Hanx Knowledge Base & RAG Skill

Build searchable knowledge bases from diverse document types with advanced RAG (Retrieval-Augmented Generation) capabilities.

Overview

This skill provides a complete document ingestion and search pipeline:

1. Document Processing: Extract text from PDF, DOCX, MD, TXT, CSV, HTML, JSON
2. Intelligent Chunking: Split documents with semantic awareness
3. Vector Embeddings: Generate embeddings using local or OpenAI models
4. Persistent Storage: Store in ChromaDB vector database
5. Semantic Search: Find relevant content using natural language queries
6. Category Management: Organize documents by topic

When to Use This Skill

Automatic Triggers

• User says "ingest this document" or "add to knowledge base"
• User requests "search my documents" or "find information about"
• User mentions "build knowledge base from" a directory
• User wants to "query the knowledge base"

Manual Invocation

# Add single document
python scripts/knowledge_base.py add document.pdf --category technical

# Add directory of documents
python scripts/knowledge_base.py add-batch ./documents --category research

# Search knowledge base
python scripts/search_kb.py "What is RAG?" --limit 5

# List all documents
python scripts/knowledge_base.py list

Core Capabilities

1. Document Ingestion

Supported Formats:

• PDF (.pdf): Full text extraction with page numbers
• Word (.docx, .doc): Text, tables, and document properties
• Markdown (.md): With YAML frontmatter support
• Text (.txt): Plain text files
• CSV (.csv): Structured data with headers
• HTML (.html, .htm): Web pages with metadata extraction
• JSON (.json): Structured JSON data

Features:

• Automatic format detection
• Metadata extraction (author, title, dates, etc.)
• Batch processing for directories
• Category-based organization
• Progress tracking

2. Intelligent Chunking

Chunking Strategy:

Document
    ↓
[Extract Text]
    ↓
[Split by Semantic Boundaries]
    ↓
[Chunks with Overlap]
    ↓
Vector Embeddings

Features:

• Recursive character splitting
• Semantic boundary detection (paragraphs, sentences)
• Configurable chunk size (default: 1000 characters)
• Overlap between chunks (default: 200 characters)
• Metadata preservation per chunk

3. Vector Embeddings

Local Embeddings (Default - FREE):

• Model: all-MiniLM-L6-v2 (SentenceTransformers)
• Dimensions: 384
• Speed: Fast (local inference)
• Cost: $0 (no API costs)
• Privacy: Data stays local

Alternative Models:

• all-mpnet-base-v2: Better quality, 768 dimensions
• multi-qa-MiniLM-L6-cos-v1: Optimized for Q&A
• OpenAI embeddings: Highest quality (requires API key)

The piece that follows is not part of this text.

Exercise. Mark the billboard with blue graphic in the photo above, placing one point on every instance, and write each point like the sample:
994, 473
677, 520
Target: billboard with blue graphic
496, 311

4. Vector Storage (ChromaDB)

Features:

• Persistent Storage: Documents saved to disk
• Metadata Filtering: Filter by category, author, date
• Multiple Distance Metrics: Cosine, L2, Inner Product
• Efficient Indexing: Fast similarity search
• CRUD Operations: Add, search, update, delete

Storage Structure:

knowledge_base/
├── documents/           # Original documents (categorized)
│   ├── technical/
│   ├── business/
│   ├── reference/
│   └── ...
├── metadata/           # Document metadata (JSON)
├── vector_store/       # ChromaDB vector database
└── exports/           # Exported metadata

5. Semantic Search

Search Capabilities:

• Natural Language Queries: "How do I implement RAG?"
• Similarity Scoring: Relevance scores (0.0 to 1.0)
• Metadata Filtering: Filter by category, file type, date
• Top-K Retrieval: Get most relevant chunks
• Contextual Results: Full text + metadata + score

Example Search:

$ python search_kb.py "vector database implementation"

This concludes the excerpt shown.